SCZ:  I intend Hug Chickenpenny to be my fourth movie, and it’s obviously very different from the first three, which are sort of this collection of men being mean to each other. We can call it “The Mean Men Trilogy.” And then after that I have interest in a few different pieces. One of them is a horror piece that would be quite extreme called Flesh Beneath the Concrete. One is a western feature that I will be writing imminently. And the third is possibly doing a limited series from my western novel, A Congregation of Jackals. So those are the three most likely candidates.

And something else that I have a lot of interest in—but it would be going on more concurrently with other projects—is doing an animated, adult fantasy piece. That’s the kind of piece that I would probably like to co-direct with somebody who has far more experience than I do in animation, though I was trained and have a background in it. And I’d like that to either be hand-drawn in a kind of older style and fluidly done in the style of masters like Richard Williams. That’s a project I hope to get going, but that’s gonna be a tough sell because adult animation in the United States is seriously rare, if not totally nonexistent. But I can’t think what a comparable piece would be that’s in existence anywhere at this point.

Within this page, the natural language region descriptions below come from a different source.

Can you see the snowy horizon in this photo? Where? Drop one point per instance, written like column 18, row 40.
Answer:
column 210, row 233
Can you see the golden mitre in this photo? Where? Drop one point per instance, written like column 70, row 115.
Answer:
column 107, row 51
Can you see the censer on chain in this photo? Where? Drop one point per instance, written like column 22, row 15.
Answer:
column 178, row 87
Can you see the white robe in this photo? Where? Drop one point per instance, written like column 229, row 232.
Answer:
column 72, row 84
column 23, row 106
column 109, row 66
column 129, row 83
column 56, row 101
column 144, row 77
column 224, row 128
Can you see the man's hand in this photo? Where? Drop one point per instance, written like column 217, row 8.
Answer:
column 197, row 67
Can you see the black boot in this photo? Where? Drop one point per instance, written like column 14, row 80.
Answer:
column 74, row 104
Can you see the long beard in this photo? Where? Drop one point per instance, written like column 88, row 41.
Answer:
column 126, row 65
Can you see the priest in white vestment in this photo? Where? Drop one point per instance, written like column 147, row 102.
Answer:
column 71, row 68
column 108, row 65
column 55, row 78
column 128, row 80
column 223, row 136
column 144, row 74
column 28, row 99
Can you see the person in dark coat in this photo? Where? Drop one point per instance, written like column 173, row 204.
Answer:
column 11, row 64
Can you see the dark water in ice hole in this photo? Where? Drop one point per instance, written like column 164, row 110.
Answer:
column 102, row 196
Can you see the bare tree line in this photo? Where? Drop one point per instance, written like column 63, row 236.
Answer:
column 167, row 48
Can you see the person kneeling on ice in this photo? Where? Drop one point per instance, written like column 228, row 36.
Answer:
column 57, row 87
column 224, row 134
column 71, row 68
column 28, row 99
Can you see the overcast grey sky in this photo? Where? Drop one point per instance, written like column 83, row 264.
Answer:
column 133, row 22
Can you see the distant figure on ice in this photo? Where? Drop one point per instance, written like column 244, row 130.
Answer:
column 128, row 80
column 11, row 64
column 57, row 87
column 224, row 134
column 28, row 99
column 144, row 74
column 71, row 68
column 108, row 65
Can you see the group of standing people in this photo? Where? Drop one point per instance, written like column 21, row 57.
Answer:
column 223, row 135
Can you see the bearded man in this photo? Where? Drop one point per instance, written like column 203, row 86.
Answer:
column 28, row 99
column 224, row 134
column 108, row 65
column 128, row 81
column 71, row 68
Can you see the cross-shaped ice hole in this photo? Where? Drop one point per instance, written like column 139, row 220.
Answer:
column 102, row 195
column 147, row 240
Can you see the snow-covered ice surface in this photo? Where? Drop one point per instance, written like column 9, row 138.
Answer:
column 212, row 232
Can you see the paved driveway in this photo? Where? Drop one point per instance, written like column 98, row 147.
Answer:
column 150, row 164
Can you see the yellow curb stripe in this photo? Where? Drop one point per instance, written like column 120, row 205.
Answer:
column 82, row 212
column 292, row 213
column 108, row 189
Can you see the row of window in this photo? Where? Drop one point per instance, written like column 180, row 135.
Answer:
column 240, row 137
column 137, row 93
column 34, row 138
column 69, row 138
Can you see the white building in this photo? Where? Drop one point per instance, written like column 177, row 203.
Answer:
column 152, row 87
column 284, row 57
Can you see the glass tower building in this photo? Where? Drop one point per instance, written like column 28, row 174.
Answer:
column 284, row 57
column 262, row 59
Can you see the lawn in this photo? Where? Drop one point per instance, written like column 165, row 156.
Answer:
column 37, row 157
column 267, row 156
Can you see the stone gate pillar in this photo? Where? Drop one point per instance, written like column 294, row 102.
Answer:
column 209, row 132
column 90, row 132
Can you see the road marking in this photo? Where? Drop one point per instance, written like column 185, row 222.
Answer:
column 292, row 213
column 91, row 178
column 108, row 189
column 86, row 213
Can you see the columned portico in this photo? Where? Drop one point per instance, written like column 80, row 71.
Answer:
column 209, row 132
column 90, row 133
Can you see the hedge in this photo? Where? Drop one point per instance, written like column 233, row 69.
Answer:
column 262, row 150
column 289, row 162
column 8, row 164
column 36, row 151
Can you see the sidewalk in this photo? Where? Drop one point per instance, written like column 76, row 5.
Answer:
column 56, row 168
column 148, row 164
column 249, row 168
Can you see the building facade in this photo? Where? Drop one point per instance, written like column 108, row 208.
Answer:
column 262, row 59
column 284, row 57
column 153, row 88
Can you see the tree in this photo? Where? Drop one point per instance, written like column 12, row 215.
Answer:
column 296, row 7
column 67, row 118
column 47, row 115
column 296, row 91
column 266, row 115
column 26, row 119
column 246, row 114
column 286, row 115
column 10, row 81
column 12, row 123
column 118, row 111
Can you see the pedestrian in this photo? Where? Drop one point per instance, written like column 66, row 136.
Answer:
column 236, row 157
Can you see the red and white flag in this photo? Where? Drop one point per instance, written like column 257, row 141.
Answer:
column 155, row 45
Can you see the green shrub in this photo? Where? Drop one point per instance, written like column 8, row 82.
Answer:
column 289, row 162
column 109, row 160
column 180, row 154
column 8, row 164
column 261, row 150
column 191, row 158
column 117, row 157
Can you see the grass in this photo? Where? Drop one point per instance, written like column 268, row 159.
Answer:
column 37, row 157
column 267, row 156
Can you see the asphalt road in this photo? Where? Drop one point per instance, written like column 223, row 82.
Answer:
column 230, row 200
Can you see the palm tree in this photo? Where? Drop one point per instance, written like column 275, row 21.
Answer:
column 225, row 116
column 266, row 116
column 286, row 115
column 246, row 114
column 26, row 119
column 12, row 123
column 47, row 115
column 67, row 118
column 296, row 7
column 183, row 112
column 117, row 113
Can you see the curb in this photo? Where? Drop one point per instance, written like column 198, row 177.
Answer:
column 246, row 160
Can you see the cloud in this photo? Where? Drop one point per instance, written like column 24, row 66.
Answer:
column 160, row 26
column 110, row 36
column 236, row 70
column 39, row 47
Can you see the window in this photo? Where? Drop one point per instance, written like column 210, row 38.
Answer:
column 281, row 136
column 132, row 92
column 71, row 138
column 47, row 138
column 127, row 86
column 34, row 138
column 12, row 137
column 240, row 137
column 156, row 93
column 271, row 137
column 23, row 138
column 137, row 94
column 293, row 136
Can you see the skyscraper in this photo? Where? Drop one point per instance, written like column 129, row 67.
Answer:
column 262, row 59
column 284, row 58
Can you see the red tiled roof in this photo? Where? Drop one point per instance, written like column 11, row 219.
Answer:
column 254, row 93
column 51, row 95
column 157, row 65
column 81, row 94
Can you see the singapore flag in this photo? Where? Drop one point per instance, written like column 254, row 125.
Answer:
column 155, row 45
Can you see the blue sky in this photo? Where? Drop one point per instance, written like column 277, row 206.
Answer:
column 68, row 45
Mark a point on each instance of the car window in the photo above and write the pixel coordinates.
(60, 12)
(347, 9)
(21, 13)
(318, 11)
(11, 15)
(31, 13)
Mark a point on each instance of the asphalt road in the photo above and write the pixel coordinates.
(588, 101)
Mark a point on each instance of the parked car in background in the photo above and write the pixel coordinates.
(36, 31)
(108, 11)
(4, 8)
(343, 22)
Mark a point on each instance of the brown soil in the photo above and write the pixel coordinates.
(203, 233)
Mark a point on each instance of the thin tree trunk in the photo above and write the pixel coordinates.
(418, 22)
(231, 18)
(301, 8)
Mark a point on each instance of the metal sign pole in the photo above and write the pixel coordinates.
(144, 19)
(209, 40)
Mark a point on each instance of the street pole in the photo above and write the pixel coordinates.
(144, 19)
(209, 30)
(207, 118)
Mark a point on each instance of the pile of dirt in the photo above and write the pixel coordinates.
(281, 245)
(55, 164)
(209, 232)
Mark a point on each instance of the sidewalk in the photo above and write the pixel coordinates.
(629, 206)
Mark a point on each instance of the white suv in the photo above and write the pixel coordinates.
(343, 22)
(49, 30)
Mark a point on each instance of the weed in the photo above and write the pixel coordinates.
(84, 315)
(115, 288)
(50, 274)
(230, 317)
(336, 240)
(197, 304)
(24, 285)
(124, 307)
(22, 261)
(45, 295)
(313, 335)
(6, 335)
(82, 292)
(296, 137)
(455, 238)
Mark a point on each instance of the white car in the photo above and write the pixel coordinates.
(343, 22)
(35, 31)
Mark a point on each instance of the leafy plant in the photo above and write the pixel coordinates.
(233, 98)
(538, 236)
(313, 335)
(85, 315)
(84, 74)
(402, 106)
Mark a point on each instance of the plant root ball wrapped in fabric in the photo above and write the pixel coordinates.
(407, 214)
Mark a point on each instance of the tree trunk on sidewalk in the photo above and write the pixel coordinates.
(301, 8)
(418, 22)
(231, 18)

So there’s the fantasy-animation piece that I want to do and then the western feature, the western limited series, and the horror piece… I’m going to kinda see what opportunities are there and how long the experience of making Hug Chickenpenny lasts and see where my life is at after going through another big production experience.

DC:  BONUS QUESTION: Since we’re just coming off the holiday season, what are your favorite films to watch during that time of year? Anything you can recommend to our readers that they might keep in mind for next year?

SCZ:  Well, let me go back to Gremlins again, and say that’s a really nice one to see in the Christmas season. I’m a purist, as much as I can be when it comes to movie watching, so with movies that were shot on 35mm, I want to see them projected on 35mm, so I tend to see what’s running in revival houses. So it’s a little more dependent on what’s out there. But Gremlins is certainly a really good movie for this time of year. I also think Fargo is particularly good, with all that snow, to put you in that sort of experience; and, perhaps most people aren’t choosing Death Wish as their Christmas movie, but it was pretty enjoyable to check out this year. And I make an effort to watch holiday specials. So I’ll always watch something that looks like it’s going to be fun. There are one or two good Muppet specials, like “Letters to Santa,” that I enjoy; and then there’s a Pee-wee Herman Christmas special that’s particularly funny. So I enjoy watching a bunch of that stuff even though I’m not religious and not Christian if I were. So I do get into the spirit with that and have a nice time watching all that sort of stuff.

Cinestate releases the trade paperback original Hug Chickenpenny: The Panegyric of an Anomalous Child on January 23, 2018.

Synopsis:
Hug Chickenpenny is an anomalous child. Born from tragedy and unknown paternity, this asymmetrical and white-haired baby inspires both ire and pity at the orphanage, until the day that an elderly eccentric adopts him as a pet. The upbeat boy’s spirit is challenged in his new home and as he is exposed to prejudiced members of society in various encounters. Will Hug and his astronautical dreams survive our cruel and judgmental world?